Jacques Gabriel Huntzinger (born 8 January 1943) is a former French ambassador to Israel, Estonia (1991–1994), and Macedonia (1996–1999), and has served as an ambassador at large for the Mediterranean Union and the Task Force for International Cooperation on Holocaust Education, Remembrance, and Research. Huntzinger was born in the Paris suburb of Boulogne-Billancourt. He was a member of the Socialist Party in the 1980s. From February 1983 to September 1985, Huntzinger was a vice president of the Confederation of Socialist Parties of the European Community and chair of its manifesto working group. During the 1980s, he was also instrumental in transitioning the French Socialist Party from a disarmament to an anti-totalitarian position.

During the late 1990s, Huntzinger was the French ambassador to Macedonia and was heavily involved in international efforts to address various Balkan issues, including the Kosovo War.
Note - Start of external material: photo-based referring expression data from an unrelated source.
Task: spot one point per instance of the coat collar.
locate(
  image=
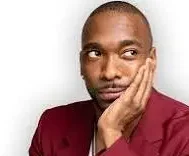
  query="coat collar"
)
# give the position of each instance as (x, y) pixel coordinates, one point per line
(149, 129)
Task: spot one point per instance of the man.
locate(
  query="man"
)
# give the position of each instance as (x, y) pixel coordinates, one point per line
(126, 116)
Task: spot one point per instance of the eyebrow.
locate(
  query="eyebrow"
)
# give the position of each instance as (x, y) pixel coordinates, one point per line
(130, 42)
(93, 45)
(123, 43)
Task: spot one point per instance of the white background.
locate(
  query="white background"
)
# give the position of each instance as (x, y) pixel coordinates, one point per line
(39, 63)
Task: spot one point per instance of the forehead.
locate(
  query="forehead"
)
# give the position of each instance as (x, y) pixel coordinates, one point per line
(111, 28)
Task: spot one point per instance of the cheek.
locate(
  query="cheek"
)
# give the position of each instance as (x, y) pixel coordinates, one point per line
(130, 69)
(91, 75)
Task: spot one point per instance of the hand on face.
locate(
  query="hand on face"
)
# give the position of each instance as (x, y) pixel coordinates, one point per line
(128, 107)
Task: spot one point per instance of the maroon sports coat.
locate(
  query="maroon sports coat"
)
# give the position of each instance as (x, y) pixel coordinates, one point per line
(67, 131)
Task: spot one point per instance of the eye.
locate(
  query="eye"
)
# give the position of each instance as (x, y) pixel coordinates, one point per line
(129, 53)
(94, 53)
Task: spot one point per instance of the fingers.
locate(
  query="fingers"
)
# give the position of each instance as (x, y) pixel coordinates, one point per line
(148, 87)
(139, 95)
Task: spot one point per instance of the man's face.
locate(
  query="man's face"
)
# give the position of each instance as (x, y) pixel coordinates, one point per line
(114, 47)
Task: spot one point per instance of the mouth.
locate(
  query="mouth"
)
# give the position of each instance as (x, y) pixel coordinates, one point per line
(110, 94)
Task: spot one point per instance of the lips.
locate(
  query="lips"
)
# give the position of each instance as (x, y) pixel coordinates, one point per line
(110, 94)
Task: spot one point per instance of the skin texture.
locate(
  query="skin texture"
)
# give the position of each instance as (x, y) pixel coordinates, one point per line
(117, 57)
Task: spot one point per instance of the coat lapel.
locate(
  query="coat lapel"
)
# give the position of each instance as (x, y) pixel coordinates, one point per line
(149, 133)
(77, 140)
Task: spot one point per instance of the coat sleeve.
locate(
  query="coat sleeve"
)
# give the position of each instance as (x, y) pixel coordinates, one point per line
(36, 147)
(120, 147)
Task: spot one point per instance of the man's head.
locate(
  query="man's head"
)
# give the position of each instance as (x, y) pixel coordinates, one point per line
(116, 40)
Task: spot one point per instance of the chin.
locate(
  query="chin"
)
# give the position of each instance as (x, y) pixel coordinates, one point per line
(102, 105)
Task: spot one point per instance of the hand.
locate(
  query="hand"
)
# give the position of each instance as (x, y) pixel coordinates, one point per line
(128, 108)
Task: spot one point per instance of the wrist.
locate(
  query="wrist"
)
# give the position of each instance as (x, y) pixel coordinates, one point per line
(110, 137)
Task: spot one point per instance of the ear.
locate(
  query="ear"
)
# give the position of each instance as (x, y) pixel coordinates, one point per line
(153, 56)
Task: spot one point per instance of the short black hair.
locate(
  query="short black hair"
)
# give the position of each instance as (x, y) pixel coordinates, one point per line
(119, 7)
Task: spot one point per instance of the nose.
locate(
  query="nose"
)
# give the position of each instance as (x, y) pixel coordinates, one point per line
(110, 69)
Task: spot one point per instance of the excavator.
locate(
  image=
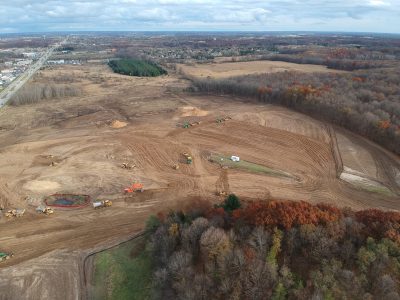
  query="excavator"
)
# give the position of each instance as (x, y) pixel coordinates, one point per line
(135, 187)
(5, 256)
(188, 157)
(15, 213)
(44, 210)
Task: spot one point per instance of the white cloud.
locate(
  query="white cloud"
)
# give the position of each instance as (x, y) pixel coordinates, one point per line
(378, 3)
(324, 15)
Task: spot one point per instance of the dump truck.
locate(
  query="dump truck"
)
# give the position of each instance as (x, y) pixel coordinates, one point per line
(5, 256)
(188, 157)
(44, 210)
(221, 193)
(135, 187)
(101, 204)
(15, 213)
(128, 166)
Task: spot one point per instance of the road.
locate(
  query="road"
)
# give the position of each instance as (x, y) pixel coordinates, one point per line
(14, 86)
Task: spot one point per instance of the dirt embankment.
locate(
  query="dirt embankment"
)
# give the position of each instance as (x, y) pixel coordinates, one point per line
(70, 147)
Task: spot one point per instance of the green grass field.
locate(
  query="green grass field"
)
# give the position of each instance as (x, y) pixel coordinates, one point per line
(247, 166)
(123, 272)
(135, 67)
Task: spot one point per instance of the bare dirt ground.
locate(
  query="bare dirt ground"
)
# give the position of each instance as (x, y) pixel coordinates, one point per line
(224, 70)
(78, 135)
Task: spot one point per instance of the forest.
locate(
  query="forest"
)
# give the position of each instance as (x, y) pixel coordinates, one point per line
(274, 250)
(135, 67)
(37, 92)
(366, 102)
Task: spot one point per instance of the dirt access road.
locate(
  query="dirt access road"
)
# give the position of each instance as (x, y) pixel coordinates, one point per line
(10, 90)
(77, 134)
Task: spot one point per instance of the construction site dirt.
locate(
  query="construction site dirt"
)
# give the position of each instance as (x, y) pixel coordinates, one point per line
(77, 135)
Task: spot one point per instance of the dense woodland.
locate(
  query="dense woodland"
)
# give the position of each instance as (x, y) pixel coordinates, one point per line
(135, 67)
(366, 102)
(36, 92)
(275, 250)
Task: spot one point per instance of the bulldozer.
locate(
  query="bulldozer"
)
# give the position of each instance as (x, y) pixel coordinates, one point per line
(5, 256)
(221, 193)
(15, 213)
(188, 157)
(44, 210)
(135, 187)
(102, 204)
(128, 166)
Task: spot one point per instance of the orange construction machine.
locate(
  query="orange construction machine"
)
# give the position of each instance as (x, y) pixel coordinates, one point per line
(135, 187)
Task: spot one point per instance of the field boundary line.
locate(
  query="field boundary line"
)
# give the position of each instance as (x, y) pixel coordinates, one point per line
(334, 145)
(83, 266)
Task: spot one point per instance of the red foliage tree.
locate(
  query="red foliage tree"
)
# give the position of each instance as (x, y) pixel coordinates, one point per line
(286, 213)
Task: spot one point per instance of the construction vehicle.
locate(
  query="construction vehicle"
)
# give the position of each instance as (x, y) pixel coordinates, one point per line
(5, 256)
(128, 166)
(44, 210)
(15, 213)
(135, 187)
(103, 203)
(188, 157)
(223, 119)
(221, 193)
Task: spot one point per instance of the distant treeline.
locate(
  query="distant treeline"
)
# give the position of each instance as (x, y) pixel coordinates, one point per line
(274, 250)
(338, 64)
(366, 102)
(136, 67)
(34, 93)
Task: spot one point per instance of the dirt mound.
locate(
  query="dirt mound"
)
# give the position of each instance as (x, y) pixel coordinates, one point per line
(191, 111)
(41, 186)
(118, 124)
(7, 197)
(67, 200)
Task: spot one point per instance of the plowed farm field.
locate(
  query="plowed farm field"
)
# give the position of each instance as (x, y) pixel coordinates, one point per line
(71, 146)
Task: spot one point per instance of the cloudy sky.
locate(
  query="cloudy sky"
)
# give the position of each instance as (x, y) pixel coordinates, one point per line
(208, 15)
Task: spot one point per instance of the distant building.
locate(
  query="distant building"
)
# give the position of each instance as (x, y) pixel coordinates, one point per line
(56, 62)
(24, 62)
(29, 54)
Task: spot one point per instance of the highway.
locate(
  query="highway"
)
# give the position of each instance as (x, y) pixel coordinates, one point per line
(14, 86)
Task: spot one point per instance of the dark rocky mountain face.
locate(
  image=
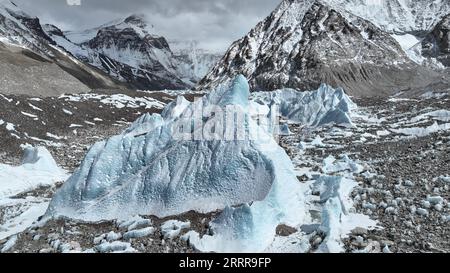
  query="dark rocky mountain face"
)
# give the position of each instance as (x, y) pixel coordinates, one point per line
(437, 43)
(305, 43)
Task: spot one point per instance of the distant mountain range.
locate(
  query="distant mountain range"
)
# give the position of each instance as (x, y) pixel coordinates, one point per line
(371, 48)
(122, 53)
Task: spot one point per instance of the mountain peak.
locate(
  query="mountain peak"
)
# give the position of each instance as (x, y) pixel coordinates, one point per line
(138, 20)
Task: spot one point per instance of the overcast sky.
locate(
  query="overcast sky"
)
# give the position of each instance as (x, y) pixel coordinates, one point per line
(214, 23)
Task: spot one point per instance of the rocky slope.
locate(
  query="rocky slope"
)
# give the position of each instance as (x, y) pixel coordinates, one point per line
(396, 16)
(437, 43)
(24, 46)
(304, 43)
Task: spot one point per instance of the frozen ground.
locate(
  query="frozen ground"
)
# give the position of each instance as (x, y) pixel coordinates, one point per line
(401, 146)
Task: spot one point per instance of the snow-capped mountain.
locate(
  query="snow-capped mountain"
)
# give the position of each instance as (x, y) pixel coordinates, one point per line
(193, 61)
(304, 43)
(437, 43)
(24, 46)
(397, 16)
(127, 51)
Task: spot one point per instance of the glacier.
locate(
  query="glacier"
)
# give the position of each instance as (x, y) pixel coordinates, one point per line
(38, 168)
(311, 108)
(147, 170)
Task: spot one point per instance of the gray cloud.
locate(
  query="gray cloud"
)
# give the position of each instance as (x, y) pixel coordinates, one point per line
(214, 23)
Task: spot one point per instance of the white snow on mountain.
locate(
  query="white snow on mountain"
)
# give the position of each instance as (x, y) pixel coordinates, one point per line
(38, 169)
(193, 62)
(314, 108)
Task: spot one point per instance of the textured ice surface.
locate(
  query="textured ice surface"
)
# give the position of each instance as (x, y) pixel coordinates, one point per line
(323, 106)
(146, 171)
(38, 169)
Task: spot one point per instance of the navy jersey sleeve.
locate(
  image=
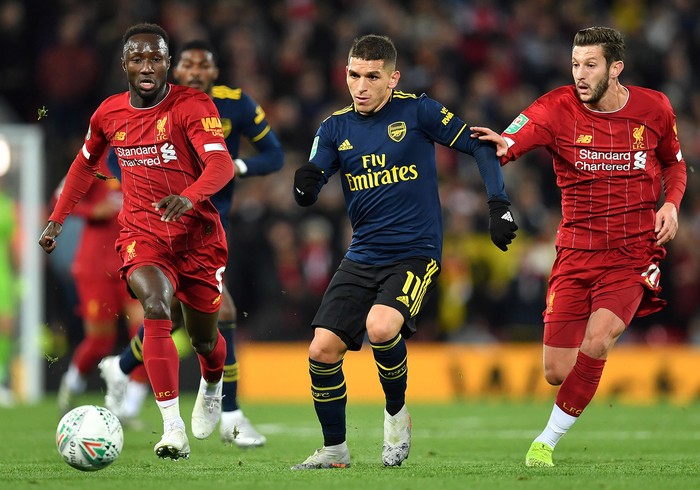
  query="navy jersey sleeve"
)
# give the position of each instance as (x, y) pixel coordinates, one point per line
(446, 128)
(324, 153)
(254, 126)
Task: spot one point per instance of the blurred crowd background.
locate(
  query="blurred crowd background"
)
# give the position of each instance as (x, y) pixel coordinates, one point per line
(483, 59)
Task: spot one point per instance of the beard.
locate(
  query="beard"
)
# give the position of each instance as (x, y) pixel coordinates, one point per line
(597, 92)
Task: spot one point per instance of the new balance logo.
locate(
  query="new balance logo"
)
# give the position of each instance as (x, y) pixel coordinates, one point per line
(345, 145)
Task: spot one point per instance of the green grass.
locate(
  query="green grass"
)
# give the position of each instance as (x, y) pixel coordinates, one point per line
(460, 446)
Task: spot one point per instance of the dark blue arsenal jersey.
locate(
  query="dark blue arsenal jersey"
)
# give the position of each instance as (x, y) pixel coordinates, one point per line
(242, 116)
(386, 166)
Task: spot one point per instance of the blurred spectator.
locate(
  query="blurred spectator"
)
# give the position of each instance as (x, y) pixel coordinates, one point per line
(9, 262)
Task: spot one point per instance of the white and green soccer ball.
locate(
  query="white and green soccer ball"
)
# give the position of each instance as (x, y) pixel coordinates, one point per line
(89, 438)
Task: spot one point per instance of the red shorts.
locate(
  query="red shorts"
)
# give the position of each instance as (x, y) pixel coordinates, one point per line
(197, 275)
(101, 299)
(623, 280)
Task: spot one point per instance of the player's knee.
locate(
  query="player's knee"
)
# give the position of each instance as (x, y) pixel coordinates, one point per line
(156, 309)
(204, 346)
(324, 353)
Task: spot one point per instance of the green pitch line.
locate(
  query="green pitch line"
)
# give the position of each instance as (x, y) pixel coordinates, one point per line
(467, 445)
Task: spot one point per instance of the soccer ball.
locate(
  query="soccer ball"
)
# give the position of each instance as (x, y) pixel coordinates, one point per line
(89, 438)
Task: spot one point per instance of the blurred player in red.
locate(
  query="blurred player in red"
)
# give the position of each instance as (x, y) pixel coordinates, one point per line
(616, 155)
(197, 67)
(101, 292)
(173, 157)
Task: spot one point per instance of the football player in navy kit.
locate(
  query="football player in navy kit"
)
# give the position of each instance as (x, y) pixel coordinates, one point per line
(383, 149)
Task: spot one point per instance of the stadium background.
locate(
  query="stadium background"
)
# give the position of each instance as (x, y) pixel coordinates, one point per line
(485, 60)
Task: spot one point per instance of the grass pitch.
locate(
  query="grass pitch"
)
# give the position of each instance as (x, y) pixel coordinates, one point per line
(471, 445)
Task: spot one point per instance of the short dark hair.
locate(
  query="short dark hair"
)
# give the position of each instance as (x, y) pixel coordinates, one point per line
(612, 42)
(374, 47)
(200, 44)
(145, 28)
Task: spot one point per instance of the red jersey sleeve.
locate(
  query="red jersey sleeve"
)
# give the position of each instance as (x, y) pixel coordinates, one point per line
(82, 171)
(673, 167)
(532, 128)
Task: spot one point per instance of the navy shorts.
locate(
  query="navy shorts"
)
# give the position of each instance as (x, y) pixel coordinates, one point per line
(355, 288)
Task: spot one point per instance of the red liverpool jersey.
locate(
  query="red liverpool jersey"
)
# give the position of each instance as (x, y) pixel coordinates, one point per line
(161, 151)
(609, 165)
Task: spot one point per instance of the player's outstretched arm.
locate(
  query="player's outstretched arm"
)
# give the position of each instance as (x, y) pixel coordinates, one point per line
(308, 180)
(666, 225)
(488, 134)
(175, 206)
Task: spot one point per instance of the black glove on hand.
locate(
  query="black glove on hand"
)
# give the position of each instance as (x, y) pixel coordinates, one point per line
(501, 224)
(306, 184)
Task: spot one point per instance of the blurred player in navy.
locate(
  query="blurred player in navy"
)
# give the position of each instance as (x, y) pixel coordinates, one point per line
(173, 157)
(197, 67)
(616, 154)
(383, 149)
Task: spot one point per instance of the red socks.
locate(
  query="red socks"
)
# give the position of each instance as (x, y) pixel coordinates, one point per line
(580, 385)
(161, 359)
(212, 366)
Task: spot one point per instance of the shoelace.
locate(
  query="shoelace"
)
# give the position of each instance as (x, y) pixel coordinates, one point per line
(212, 402)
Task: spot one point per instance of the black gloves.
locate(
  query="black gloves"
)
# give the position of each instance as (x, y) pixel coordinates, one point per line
(308, 180)
(501, 224)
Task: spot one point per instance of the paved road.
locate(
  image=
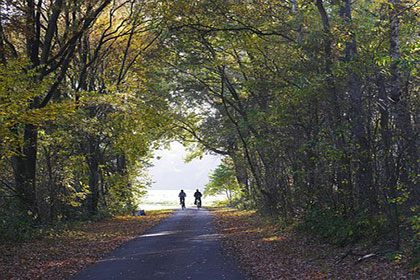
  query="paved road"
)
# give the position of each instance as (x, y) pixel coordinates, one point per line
(184, 246)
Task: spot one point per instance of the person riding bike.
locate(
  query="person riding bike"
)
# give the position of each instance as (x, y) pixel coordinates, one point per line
(197, 196)
(182, 196)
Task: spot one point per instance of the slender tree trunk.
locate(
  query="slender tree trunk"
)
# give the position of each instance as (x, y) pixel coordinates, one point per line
(407, 146)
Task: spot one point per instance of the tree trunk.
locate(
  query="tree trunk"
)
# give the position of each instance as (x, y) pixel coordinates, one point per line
(407, 148)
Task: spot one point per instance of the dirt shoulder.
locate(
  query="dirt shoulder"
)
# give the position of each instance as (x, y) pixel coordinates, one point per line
(62, 254)
(265, 251)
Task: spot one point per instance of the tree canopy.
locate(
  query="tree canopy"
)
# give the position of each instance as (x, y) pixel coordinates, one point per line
(314, 104)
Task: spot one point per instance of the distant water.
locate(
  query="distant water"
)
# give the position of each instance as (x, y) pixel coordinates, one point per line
(168, 199)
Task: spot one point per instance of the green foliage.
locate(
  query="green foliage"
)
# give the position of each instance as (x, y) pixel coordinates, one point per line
(340, 230)
(223, 181)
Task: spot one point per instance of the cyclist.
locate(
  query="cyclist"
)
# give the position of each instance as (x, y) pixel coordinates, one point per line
(182, 196)
(197, 196)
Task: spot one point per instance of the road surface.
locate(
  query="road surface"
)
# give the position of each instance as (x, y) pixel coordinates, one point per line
(184, 246)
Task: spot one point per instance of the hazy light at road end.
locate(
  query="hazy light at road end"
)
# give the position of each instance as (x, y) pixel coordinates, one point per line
(170, 172)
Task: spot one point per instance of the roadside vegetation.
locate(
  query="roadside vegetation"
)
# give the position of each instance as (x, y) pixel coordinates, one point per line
(314, 106)
(63, 251)
(265, 249)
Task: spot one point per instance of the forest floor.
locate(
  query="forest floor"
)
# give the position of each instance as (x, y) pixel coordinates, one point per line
(61, 254)
(265, 250)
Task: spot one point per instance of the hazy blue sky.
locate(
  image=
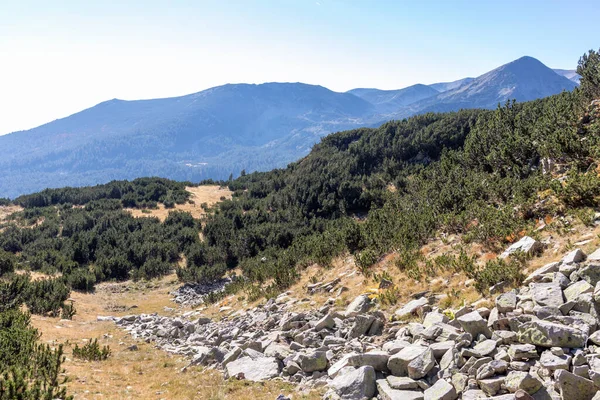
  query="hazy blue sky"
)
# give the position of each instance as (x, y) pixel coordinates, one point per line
(58, 57)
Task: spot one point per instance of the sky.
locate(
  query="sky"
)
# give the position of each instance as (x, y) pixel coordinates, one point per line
(59, 57)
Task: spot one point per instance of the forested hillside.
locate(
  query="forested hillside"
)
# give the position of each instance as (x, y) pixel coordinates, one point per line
(486, 175)
(365, 191)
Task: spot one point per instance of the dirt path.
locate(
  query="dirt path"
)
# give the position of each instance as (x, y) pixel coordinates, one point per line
(199, 195)
(148, 372)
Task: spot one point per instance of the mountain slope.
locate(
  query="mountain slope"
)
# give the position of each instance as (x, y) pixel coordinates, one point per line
(209, 134)
(389, 101)
(523, 80)
(235, 127)
(445, 86)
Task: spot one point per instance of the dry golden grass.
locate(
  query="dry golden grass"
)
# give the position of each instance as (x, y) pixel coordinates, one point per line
(201, 194)
(5, 211)
(148, 373)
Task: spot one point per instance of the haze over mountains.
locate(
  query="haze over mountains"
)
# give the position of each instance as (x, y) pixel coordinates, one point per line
(226, 129)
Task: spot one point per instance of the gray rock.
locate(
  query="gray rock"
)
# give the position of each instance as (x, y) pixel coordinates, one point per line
(398, 363)
(459, 381)
(595, 338)
(553, 362)
(540, 272)
(519, 352)
(590, 273)
(254, 370)
(434, 318)
(411, 307)
(491, 386)
(420, 366)
(402, 383)
(550, 334)
(441, 390)
(474, 324)
(377, 359)
(573, 387)
(343, 362)
(504, 337)
(361, 325)
(506, 302)
(547, 294)
(516, 380)
(440, 348)
(562, 280)
(492, 368)
(278, 351)
(395, 346)
(356, 385)
(359, 305)
(387, 393)
(327, 322)
(485, 347)
(310, 362)
(575, 290)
At the request of François Mitterrand, Huntzinger organized initial "Mediterranean Forums" for non-governmental entities from Algeria, France, Italy, Morocco, Portugal, Spain, and Tunisia. These forums were held during February 1988 (Marseilles) and May 1989 (Tangier) and resulted in the creation of the 5+5 Dialogue of the Western Mediterranean Forum for foreign ministers from Algeria, France, Italy, Libya, Malta, Mauritania, Morocco, Portugal, Spain, and Tunisia. Huntzinger was instrumental in organizing the first 5+5 Dialogue held in 1990. This effort was dampened by the Gulf War, Algerian Civil War and the Lockerbie and UTA airplane bombings, but the 5+5 Dialogue has recovered to become a significant regional forum. Huntzinger also coordinated the Mediterranean Cultural Forum in 2008 and engaged in numerous other efforts to encourage dialogue among Mediterranean constituents.

Jacques Huntzinger currently serves as president of the Lyrique en Mer/Festival de Belle Île.

Jacques Huntzinger is the great-nephew of Charles Huntzinger, the French general who negotiated the 1940 armistice with Germany.